Histological effects of combined therapy involving scar resection, decellularized scaffolds, and human iPSC-NS/PCs transplantation in chronic complete spinal cord injury.

Chronic complete spinal cord injury (SCI) is difficult to treat because of scar formation and cavitary lesions. While human iPS cell-derived neural stem/progenitor cell (hNS/PC) therapy shows promise, its efficacy is limited without the structural support needed to address cavitary lesions. Our study investigated a combined approach involving surgical scar resection, decellularized extracellular matrix (dECM) hydrogel as a scaffold, and hNS/PC transplantation. To mitigate risks such as prion disease associated with spinal cord-derived dECM, we used kidney-derived dECM hydrogel. This material was chosen for its biocompatibility and angiogenic potential. In vitro studies with dorsal root ganglia (DRG) confirmed its ability to support axonal growth. In a chronic SCI rat model, scar resection enhanced the local microenvironment by increasing neuroprotective microglia and macrophages, while reducing inhibitory factors that prevent axonal regeneration.

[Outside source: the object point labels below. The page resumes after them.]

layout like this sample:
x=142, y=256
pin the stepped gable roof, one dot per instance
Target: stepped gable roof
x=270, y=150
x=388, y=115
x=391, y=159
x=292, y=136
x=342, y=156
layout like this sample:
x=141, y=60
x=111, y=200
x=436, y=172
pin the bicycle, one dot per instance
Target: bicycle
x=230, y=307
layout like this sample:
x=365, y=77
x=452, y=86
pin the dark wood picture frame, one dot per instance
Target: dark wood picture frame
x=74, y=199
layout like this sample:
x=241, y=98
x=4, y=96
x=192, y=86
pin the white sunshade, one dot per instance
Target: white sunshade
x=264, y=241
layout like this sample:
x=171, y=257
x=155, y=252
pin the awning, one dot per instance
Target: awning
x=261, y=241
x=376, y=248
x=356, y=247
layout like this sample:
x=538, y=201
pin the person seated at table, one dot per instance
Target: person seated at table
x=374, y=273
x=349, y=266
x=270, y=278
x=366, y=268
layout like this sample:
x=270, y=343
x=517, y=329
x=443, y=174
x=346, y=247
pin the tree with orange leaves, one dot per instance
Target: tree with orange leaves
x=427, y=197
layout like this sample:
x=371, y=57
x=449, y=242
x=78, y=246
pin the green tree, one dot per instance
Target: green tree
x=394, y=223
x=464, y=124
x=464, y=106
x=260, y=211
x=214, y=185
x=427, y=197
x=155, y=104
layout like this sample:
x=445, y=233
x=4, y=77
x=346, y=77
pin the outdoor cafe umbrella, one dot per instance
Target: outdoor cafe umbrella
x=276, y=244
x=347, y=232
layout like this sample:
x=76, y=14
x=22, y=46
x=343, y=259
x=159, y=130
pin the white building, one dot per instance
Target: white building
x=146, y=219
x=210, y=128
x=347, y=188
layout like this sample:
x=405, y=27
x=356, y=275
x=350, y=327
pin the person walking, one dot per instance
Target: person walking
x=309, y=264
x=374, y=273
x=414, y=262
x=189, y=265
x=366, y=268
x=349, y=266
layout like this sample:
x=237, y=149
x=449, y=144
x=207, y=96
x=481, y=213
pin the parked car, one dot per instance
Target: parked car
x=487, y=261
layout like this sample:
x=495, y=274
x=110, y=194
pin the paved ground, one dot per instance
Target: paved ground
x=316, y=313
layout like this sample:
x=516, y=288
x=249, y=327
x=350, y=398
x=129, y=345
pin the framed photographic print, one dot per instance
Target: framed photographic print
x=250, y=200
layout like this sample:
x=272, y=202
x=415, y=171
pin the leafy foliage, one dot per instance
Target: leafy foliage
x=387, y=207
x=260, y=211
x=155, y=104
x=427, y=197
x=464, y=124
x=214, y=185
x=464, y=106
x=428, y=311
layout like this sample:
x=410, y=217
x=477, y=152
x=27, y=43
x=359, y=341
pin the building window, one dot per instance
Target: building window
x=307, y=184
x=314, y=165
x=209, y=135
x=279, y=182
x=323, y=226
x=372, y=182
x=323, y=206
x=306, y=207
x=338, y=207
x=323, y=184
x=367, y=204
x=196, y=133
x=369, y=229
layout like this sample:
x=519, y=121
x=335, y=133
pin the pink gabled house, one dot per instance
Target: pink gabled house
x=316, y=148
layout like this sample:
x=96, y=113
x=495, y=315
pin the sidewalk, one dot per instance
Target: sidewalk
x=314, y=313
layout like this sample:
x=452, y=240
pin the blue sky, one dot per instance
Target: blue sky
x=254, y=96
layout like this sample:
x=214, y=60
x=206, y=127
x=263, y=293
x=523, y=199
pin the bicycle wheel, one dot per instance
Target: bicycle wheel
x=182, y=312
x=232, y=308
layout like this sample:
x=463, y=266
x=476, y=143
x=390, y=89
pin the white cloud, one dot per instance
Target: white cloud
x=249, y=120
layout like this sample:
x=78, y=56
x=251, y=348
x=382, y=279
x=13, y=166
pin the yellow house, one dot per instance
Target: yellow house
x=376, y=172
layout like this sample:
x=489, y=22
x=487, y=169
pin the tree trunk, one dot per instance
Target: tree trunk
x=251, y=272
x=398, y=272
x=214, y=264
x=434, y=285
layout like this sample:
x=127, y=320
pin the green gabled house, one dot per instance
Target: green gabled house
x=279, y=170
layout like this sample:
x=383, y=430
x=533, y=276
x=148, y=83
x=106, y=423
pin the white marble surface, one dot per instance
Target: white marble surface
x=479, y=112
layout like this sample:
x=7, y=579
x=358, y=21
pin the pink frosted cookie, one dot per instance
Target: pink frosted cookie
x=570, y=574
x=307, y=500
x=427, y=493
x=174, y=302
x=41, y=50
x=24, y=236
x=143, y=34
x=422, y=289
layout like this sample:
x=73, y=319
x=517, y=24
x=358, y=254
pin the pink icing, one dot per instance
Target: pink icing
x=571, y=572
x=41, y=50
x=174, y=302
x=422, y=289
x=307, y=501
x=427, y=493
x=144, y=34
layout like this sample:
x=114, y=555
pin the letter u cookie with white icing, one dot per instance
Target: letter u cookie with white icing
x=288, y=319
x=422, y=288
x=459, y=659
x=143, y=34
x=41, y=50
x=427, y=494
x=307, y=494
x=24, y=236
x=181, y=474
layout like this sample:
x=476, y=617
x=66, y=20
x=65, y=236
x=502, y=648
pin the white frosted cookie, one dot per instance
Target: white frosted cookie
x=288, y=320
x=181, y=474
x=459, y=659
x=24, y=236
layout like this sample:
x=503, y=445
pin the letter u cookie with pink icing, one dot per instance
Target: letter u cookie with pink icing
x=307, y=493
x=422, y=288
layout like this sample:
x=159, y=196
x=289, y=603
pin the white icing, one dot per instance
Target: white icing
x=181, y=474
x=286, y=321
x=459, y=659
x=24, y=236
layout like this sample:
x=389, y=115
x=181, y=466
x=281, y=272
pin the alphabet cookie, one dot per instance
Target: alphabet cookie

The combination of scar resection and dECM hydrogel further promoted vascular endothelial cell migration. These changes improved the survival of transplanted hNS/PCs and facilitated host axon regeneration. Overall, the integrated approach of scar resection, dECM hydrogel scaffolding, and hNS/PC transplantation has been proven to be a more effective treatment strategy for chronic SCI. However, despite histological improvements, no functional recovery occurred and further research is needed to enhance functional outcomes.